Androgen-deprivation therapy and cognitive decline in the NEON-PC prospective study during the COVID-19 pandemic
- PMID: 35344749
- PMCID: PMC8898674
- DOI: 10.1016/j.esmoop.2022.100448
Androgen-deprivation therapy and cognitive decline in the NEON-PC prospective study during the COVID-19 pandemic
Abstract
Background: Androgen-deprivation therapy (ADT) has been associated with cognitive decline, but results are conflicting. This study describes changes in cognitive performance in patients with prostate cancer, according to ADT, during the first year after prostate cancer diagnosis.
Patients and methods: Patients with prostate cancer treated at the Portuguese Institute of Oncology of Porto (n = 366) were evaluated with the Montreal Cognitive Assessment (MoCA), before treatment and after 1 year. All baseline evaluations were performed before the coronavirus disease 2019 (COVID-19) pandemic and 69.7% of the 1-year assessments were completed after the first lockdown. Cognitive decline was defined as the decrease in MoCA from baseline to the 1-year evaluation below 1.5 standard deviations of the distribution of changes in the whole cohort. Participants scoring below age- and education-specific normative reference values in the MoCA were considered to have cognitive impairment. Age- and education-adjusted odds ratios (aORs) were computed for the association between ADT and cognitive outcomes.
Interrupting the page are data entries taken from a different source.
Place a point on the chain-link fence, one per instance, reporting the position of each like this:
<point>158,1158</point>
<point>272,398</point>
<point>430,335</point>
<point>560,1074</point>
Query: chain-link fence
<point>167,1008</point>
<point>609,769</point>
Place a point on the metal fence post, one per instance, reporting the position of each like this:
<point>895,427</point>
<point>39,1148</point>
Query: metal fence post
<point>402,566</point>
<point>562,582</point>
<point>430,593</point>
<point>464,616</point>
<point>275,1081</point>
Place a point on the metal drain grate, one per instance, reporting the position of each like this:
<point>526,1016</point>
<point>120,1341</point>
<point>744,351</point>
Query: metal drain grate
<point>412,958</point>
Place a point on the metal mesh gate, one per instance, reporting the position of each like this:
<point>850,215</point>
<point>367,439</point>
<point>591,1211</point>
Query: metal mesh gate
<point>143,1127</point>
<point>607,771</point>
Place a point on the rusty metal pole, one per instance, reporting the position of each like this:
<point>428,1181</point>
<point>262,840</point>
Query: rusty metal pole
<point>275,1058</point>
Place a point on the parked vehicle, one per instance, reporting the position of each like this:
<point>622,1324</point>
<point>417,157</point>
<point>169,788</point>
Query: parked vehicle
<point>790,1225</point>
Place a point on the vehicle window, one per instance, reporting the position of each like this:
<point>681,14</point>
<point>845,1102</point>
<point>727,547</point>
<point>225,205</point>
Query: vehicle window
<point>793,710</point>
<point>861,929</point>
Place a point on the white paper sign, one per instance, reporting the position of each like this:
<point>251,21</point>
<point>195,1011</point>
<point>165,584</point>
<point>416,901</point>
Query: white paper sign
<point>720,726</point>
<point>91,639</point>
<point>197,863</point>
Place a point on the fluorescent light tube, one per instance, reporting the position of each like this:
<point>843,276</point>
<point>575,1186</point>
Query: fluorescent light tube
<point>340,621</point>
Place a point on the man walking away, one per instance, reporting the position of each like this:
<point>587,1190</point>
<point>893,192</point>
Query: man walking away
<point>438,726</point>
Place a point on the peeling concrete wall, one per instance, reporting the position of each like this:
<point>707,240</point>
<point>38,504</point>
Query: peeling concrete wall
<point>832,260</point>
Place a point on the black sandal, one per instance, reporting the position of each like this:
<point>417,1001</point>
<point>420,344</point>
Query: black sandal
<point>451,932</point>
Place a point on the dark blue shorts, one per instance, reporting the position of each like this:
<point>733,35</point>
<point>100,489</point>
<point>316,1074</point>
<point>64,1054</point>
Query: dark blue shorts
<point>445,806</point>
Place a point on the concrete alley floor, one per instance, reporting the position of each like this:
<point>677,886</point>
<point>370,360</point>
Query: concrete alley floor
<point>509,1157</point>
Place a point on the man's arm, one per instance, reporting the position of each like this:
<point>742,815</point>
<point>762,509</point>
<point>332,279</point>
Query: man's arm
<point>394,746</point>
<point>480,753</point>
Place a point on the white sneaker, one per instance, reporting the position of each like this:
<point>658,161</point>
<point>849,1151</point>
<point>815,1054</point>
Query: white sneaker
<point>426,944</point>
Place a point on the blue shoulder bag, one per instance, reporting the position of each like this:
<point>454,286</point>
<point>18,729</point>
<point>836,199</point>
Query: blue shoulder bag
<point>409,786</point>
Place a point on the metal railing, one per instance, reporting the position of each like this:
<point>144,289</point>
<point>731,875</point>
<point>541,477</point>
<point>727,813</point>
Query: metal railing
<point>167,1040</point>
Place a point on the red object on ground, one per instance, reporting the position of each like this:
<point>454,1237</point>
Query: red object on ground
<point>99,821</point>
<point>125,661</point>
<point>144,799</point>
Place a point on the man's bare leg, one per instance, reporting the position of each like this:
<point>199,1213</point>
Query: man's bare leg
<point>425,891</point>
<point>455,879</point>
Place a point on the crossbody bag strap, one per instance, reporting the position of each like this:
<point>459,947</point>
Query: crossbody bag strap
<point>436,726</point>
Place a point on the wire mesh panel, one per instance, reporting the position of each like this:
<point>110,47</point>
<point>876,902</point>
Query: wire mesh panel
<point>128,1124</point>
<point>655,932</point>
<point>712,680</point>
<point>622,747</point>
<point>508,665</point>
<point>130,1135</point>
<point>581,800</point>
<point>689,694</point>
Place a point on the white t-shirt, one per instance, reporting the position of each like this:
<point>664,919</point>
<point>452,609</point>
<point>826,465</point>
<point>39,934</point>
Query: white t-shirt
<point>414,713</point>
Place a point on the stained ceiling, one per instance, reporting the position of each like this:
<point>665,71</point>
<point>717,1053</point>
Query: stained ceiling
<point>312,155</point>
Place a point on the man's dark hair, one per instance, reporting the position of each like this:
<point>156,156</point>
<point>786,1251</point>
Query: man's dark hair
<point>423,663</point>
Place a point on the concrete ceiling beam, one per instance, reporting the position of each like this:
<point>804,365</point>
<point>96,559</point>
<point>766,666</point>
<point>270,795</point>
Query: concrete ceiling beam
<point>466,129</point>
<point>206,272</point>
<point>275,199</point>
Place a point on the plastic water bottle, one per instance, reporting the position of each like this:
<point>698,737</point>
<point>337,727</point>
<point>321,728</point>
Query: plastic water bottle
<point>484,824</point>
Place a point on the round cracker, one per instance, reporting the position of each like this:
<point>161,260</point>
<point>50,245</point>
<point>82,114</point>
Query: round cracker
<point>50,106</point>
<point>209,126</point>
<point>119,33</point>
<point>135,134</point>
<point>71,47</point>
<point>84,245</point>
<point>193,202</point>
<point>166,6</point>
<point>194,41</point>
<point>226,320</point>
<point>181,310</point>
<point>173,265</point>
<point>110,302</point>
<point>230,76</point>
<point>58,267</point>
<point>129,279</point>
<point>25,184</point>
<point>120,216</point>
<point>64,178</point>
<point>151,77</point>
Results: Mean MoCA scores increased from baseline to the 1-year evaluation (22.3 versus 22.8, P < 0.001). Cognitive decline was more frequent in the ADT group, and even more after the onset of the COVID-19 pandemic (aOR 6.81 versus 1.93, P for interaction = 0.233). The 1-year cumulative incidence of cognitive impairment was 6.9% (9.1% before and 3.7% after the pandemic onset), which was higher among patients receiving ADT, but only after the pandemic (aOR 5.53 versus 0.49, P for interaction = 0.044).
Conclusions: ADT was associated with worse cognitive performance of patients with prostate cancer, mostly among those evaluated after the first COVID-19 lockdown.
Keywords: COVID-19, complications; hormone antagonists/analogues and derivatives; hormone substitutes; hormones; longitudinal studies; neurocognitive disorders; prostate cancer.
Copyright © 2022 The Authors. Published by Elsevier Ltd.. All rights reserved.
Conflict of interest statement
Disclosure The authors have no relevant financial or nonfinancial interests to disclose. Data sharing The datasets generated and analysed in this study will not be publicly available given that the included patients do not specifically provide their consent for public sharing of their data and that anonymization is unlikely to be feasible, because the identification of patients treated in only one institution within a relatively short period may be possible when taking sociodemographic and clinical characteristics into account. Ethics approval and consent to participate Ethics approval was obtained from the Ethics Committee of the Portuguese Institute of Oncology of Porto (Ref. CES 89/017) and by the Portuguese Data Protection Authority (Authorisation 3478/2017). The study was performed in accordance with the ethical standards as laid down in the 1964 Declaration of Helsinki and its later amendments. Written informed consent was obtained from all participants after the project’s aims and procedures had been fully explained by a member of the research team. Consent for publication Not applicable.